You’re treating a highly creative person, someone who has already made a substantial contribution in their field, they present to you with severe Bipolar I and require mood stabilizers. After being on the mood stabilizers for a bit your patient tells you that they no longer wish to be on the medication because they feel it takes away their ability to think and create as they used to. For me the course of treatment would depend on the severity of their symptoms, the degree to which they’re impaired, and how their vulnerability and protective factors manifest. If the patient’s symptoms were moderate, I would be open to having a discussion about alternatives for mood regulation, such as CBT and ACT. If their symptoms were more severe or the level of impairment was very high, the conversation would perhaps be geared more toward reducing rather than stopping the mood stabilizer.

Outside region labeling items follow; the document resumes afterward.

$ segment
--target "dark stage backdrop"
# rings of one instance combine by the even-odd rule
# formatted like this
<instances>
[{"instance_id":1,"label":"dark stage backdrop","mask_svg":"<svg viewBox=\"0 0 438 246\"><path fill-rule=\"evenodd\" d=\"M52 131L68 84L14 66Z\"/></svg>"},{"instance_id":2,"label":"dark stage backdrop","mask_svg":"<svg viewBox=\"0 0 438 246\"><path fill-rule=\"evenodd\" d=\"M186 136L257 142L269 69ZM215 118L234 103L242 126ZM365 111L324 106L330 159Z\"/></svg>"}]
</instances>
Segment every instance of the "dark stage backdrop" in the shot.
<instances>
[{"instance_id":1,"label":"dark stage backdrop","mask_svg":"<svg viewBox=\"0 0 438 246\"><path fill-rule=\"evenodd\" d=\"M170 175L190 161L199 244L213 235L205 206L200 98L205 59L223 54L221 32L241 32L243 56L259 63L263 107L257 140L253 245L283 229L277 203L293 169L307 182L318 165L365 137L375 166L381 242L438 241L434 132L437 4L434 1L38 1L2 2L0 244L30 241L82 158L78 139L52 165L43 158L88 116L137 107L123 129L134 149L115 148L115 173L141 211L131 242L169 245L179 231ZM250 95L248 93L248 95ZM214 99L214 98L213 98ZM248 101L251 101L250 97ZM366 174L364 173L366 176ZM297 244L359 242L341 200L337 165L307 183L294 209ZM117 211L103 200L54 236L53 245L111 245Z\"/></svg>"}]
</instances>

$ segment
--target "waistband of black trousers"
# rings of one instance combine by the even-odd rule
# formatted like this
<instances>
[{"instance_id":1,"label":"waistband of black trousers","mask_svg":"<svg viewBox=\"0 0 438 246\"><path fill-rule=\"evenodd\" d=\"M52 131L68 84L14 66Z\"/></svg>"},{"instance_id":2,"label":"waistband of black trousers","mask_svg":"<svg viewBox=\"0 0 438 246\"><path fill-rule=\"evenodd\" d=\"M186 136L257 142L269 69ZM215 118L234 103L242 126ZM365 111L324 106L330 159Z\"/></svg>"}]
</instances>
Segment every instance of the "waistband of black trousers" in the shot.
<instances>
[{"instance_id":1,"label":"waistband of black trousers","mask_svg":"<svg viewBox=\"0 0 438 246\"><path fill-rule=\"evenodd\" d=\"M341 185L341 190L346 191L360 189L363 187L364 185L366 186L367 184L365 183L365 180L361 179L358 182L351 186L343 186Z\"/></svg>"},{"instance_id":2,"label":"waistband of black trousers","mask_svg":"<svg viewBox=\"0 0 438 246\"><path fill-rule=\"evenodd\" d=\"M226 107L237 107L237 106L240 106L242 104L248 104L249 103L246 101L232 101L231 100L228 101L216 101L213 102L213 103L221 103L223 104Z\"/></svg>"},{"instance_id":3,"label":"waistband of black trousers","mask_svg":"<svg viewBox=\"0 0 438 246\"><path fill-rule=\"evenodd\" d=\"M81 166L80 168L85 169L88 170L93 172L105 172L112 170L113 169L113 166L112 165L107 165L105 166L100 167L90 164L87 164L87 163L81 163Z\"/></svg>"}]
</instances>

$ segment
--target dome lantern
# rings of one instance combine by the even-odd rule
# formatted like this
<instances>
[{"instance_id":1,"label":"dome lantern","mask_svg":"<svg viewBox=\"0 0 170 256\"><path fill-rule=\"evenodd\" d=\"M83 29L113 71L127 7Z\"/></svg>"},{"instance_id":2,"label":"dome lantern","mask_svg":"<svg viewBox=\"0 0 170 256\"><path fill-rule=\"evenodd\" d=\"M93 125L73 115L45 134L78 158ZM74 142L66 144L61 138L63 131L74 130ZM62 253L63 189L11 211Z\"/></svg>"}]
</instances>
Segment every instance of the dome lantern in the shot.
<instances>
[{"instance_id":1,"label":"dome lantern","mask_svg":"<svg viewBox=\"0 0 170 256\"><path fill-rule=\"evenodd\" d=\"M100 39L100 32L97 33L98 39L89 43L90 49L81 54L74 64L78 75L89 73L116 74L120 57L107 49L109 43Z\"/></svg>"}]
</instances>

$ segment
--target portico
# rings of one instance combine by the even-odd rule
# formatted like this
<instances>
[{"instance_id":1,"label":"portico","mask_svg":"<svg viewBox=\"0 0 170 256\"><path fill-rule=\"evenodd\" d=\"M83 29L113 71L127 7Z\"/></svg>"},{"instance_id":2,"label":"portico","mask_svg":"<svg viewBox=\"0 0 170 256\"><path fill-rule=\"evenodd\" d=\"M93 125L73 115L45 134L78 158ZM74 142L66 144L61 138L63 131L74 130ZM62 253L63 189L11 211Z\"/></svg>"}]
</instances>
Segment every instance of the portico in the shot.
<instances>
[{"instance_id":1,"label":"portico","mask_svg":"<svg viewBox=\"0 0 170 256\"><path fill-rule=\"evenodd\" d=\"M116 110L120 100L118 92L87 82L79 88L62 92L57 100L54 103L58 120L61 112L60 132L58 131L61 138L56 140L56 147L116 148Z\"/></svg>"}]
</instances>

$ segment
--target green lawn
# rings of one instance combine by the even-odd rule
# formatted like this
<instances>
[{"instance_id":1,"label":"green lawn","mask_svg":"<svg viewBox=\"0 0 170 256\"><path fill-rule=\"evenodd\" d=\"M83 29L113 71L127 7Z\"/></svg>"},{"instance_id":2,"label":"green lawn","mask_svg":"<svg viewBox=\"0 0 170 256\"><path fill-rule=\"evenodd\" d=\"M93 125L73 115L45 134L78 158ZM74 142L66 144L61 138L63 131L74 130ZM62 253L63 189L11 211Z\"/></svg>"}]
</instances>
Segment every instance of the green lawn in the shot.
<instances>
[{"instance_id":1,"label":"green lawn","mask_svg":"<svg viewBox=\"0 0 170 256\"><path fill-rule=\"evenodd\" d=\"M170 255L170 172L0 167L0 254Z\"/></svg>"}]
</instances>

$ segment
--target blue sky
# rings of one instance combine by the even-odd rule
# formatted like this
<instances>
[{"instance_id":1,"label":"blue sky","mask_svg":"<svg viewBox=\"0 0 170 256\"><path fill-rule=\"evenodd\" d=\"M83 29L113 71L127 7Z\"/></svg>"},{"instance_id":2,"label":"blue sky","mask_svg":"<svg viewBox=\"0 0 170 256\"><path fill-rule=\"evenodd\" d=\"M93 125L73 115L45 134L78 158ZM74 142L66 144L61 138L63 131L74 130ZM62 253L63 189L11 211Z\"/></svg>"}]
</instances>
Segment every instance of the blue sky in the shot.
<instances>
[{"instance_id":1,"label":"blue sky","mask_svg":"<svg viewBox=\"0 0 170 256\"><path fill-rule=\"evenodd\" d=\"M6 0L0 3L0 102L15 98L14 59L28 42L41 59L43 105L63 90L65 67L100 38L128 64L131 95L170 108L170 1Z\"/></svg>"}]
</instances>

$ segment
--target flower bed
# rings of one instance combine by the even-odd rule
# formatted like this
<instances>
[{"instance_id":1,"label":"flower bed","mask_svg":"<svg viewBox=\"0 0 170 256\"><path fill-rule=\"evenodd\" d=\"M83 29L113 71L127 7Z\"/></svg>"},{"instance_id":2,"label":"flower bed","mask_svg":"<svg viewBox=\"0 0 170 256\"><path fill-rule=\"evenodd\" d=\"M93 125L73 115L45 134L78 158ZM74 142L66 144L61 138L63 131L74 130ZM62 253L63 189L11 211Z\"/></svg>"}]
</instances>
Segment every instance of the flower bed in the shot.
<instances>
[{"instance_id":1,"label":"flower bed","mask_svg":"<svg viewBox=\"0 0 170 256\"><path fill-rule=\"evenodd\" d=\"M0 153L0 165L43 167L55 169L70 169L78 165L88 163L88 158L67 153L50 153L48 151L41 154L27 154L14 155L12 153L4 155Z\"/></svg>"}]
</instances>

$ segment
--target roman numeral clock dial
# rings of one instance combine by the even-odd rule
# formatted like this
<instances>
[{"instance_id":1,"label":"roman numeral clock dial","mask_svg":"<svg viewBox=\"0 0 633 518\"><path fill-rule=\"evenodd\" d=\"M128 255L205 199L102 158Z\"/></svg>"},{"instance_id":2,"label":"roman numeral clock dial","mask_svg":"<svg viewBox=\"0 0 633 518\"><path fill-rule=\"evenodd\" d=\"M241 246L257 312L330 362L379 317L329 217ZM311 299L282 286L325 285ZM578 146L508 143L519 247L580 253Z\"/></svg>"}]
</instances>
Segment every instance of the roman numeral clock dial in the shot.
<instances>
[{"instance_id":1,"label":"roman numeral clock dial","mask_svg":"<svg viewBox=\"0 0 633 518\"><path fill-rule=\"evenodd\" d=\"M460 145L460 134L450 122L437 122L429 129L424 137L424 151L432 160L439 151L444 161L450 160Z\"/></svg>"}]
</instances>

Carson lists reduced latent inhibition, novelty seeking, and neural hyperconnectivity under shared vulnerabilities of creativity and psychopathology; and low IQ, working memory deficits, and perseveration as risk factors. Protective factors include high IQ, working-memory skills, and cognitive flexibility. In discussing shared vulnerabilities, Carson mentions that creative people may depend on these to enhance their work, but may also use them to work through their psychopathy.

Learning to interpret the potentially inappropriate signals a highly creative person receives in new or different ways might allow that person to successfully remain medication-free. For example, someone with BD could feel as though they experience a flight of ideas, or that their thoughts are going very quickly. They could practice reining in these ideas/thoughts with mindfulness exercises; the goal being able to identify an idea, hold onto it long enough to create something, then move on to the next idea without getting distracted by competing thoughts or urges.

If someone is unable to manage their symptoms effectively without medication, keeping their creative impulse may weigh too heavily against simply being able to function in life. No matter what kind of contribution, if any, they’ve made to their field, safety and functionality is more important than the pursuit of creativity. If only temporarily, a medication regime should be kept to until a person can learn to control their symptoms.

Carson – Shared vulnerability

Carson, S.H. (2011). Creativity and psychopathology: A shared vulnerability model. Canadian Journal of Psychiatry, 56(3), 144-153.